Officials from two different parts of the Obama administration have now sent strong public signals to the Israelis that J Street needs to be treated respectfully. Will Israeli Ambassador Michael Oren’s bosses get the message? Or will they keep insisting that he snub and insult J Street and, by extension, the vast numbers of American Jews and other Americans who support its positions?
According to Haaretz:
Remarks by Israel’s ambassador to the United States, Michael Oren, against the liberal Jewish lobby J Street were “most unfortunate” according to Hannah Rosenthal, head of the U.S. administration’s Office to Monitor and Combat Anti-Semitism.
In an interview with Haaretz in Jerusalem, where Rosenthal was the administration’s envoy to the Foreign Ministry’s Global Forum for Combating Anti-Semitism, Rosenthal, who once served on J street’s board of directors, said she opposes blurring the lines between anti-Semitism and criticism of Israel…

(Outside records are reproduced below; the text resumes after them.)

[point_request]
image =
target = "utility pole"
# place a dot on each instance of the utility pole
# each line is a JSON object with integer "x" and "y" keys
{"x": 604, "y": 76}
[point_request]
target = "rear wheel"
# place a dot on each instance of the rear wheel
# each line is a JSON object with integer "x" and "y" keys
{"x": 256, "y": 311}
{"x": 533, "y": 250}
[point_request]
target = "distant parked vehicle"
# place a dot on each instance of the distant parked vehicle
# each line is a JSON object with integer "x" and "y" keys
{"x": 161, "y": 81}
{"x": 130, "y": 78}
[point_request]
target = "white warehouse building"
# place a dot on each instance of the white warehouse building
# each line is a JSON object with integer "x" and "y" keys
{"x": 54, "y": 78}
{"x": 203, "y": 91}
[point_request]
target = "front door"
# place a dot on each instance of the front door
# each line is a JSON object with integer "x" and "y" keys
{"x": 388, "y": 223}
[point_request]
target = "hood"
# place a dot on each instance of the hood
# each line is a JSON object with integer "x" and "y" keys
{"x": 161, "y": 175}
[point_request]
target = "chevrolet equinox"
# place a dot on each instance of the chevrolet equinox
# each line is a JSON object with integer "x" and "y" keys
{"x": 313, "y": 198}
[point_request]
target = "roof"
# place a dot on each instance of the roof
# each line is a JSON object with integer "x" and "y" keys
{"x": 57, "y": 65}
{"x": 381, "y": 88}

…Rosenthal, who also served on the board of directors of left-wing group Americans for Peace Now, said she believed Oren “would have learned a lot” if he had participated in J Street’s conference.
“I came away realizing what a generational divide there is and I don’t know how it is in Israel. Young people want to be part of the discussion, they feel they have fresh ideas and they feel that we have to end the stalemate,” she said.
Rosenthal strongly believes that new and different voices need to be heard regarding Israel in the American Jewish community.
“We need to have as many people coming together to try and put an end to this crisis, the matzav [situation] can not continue – it’s unacceptable and that’s why I always paid my membership to AIPAC, but I have always paid my membership to Americans for Peace Now – because they all need to be supported and they all need to be at the table.”
Her remarks sent the same message as the one conveyed by Obama’s National Security Advisor, General James Jones, who gave the keynote address at the J Street conference and pointedly stated that the administration would be there the next time J Street convened.
Oren probably wishes he were not caught in the crossfire of an American Jewish culture war, in which some of the same right wingers who panned J Street came out against Hannah Rosenthal’s appointment, calling her an “anti-Israel lobbyist.” While my previous post came down hard on the Ambassador, he is a government employee and is clearly not a free agent in this matter.
Avigdor Lieberman’s Foreign Ministry is trying to step up efforts to make Israel’s case to the world and win over those who are hostile to the Jewish state. It ought to give its ambassador the green light to stop fomenting hostility within a segment of the American Jewish community that is friendly to Israel, and within the American government itself.